One wonders why the mistakes one makes in life have to be so often full of happiness. I recall the blissful week lying in the arms of a nineteen year-old with a body like a swan and a mind like a computer. I can remember looking into her innocent blue eyes and not feeling anything but a total and complete sense of the rightness of the cosmos. Everything is just as it is, nor can it become something it is not. At that moment the law of non-contradiction ruled the universe, and who was I to alter an unalterable law? But the pleasure was purchased at the expense of future pain, and can anything like that truly be called good? Does karma condemn us to an eternal balance of rights and wrongs or does it work towards an ultimate escape from the cycle of punishment? Eventually we will know, one might think. But that too can be called into question.

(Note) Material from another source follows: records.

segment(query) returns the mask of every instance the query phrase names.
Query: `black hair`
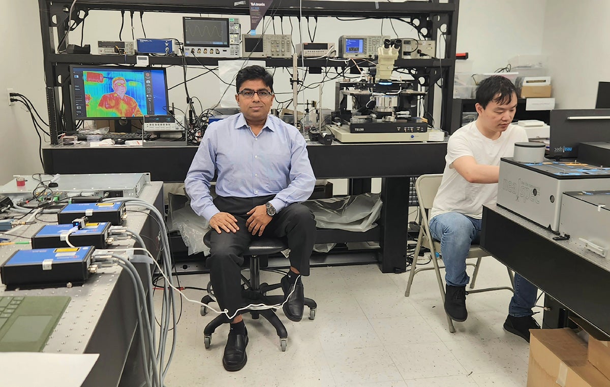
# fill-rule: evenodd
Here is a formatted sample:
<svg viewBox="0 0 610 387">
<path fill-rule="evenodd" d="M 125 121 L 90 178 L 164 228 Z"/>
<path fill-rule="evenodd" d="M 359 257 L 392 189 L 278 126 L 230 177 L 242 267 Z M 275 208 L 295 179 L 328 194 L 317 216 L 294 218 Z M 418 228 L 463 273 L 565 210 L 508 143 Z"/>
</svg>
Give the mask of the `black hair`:
<svg viewBox="0 0 610 387">
<path fill-rule="evenodd" d="M 492 101 L 500 105 L 511 103 L 513 93 L 517 94 L 517 89 L 512 82 L 506 77 L 495 75 L 479 83 L 475 101 L 484 109 Z"/>
<path fill-rule="evenodd" d="M 252 80 L 253 79 L 262 80 L 265 85 L 271 90 L 271 92 L 273 92 L 273 76 L 269 74 L 265 69 L 264 67 L 255 65 L 254 66 L 244 67 L 237 73 L 237 76 L 235 78 L 235 86 L 237 88 L 237 93 L 239 93 L 239 88 L 242 86 L 242 83 L 246 80 Z"/>
</svg>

For Heraclitus “Nature hides itself,” and how much is this true for human nature as well. Maybe we are merely too primitive to understand ourselves and nature will correct our blindness through future evolution. On the other hand it may be intrinsic to our condition: like the eye that tries to see itself, we are condemned to see only a reflection, a perspective like one of the many possible shapes in a Cubist painting. The truth is out there, Mulder says to his skeptical colleague Skully, trying to convince her of the existence of extra-terrestrials, and though she disagrees, she must affirm his motto since she is a woman of science. But any philosopher will now tell you that the notion of truth itself is on shaky ground. This was already pointed out years ago by that pre-postmodernist Pontius Pilate who asked Jesus “What is truth?” then promptly walked away, as if to signal that there can be no answer to this interminable question. But this raises another question: is truth the ultimate seduction, or is it that which will truly set us free? And are you a saint if you choose one answer and a reprobate if you choose the other? Of course posing the question this way presupposes that there is a truth.